I’m maintaining a couple of web applications, which use login-with-google for authentication. It also uses OAuth to access some of Google API’s. They are private applications, with less than 100 users.

A while ago, one user reported an error with an application. Said user could log in, but when accessing a Google API, it would return the error “invalid-grant”.

I tried a lot of things, but this blog article was most helpful (see also this Stack Overflow entry). But solving the problem was not possible at the time. Nothing from the article worked. The user didn’t need to call the Google API since there was a workaround, so I left it at that.

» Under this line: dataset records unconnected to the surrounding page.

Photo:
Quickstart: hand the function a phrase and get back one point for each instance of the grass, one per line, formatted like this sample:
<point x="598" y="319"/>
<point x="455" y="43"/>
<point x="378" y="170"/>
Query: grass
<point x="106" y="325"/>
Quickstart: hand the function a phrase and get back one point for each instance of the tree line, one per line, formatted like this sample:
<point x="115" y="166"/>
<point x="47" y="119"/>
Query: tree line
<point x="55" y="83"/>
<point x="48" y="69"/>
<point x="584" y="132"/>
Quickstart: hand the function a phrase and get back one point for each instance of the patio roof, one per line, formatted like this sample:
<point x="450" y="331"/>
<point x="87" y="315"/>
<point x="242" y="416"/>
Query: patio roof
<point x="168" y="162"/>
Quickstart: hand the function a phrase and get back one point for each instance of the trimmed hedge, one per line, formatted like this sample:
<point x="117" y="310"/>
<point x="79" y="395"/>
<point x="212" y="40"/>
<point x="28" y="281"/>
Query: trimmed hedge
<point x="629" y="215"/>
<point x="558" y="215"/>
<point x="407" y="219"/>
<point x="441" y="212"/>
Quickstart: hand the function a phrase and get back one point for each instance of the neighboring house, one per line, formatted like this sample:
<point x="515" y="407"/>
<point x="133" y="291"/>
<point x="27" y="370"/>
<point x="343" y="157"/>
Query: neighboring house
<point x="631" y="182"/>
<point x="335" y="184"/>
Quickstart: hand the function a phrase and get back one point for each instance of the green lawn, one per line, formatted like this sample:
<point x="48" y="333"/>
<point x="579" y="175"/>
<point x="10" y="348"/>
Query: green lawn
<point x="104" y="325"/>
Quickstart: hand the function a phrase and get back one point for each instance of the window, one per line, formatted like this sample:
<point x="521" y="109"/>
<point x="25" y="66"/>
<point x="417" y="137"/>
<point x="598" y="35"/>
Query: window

Months later, one direct collegue reported the same thing. Again, nothing I could think of or found on the internet seemed to work. This was more of a problem, since the collegue actually needed the functionality. And also, this not understood behaviour of OAuth was a ticking time bomb. And then, without an plain reason, I had an epiphany. Why not generate new credentials within the same project?

It was worth a try. So I generated a new “OAuth 2.0 Client IDs” entry within the Google Cloud console. In the database, I emptied the oauth-session table. I made a backup, so I could revert the change if necessary. I also emptied the web application’s session table in the database. Via this way, all users are forced to re-authenticate. The web session table doesn’t have important data in it, so in my case this was possible.

And the fix worked well. Users did need to re-authenticate, but they didn’t need to grant permissions to use the app. I guess permissions are stored on project level, so this was not neccssary. It still is a bit unsatisfactory the underlying problem isn’t known, but I’m pretty happy the error is gone now.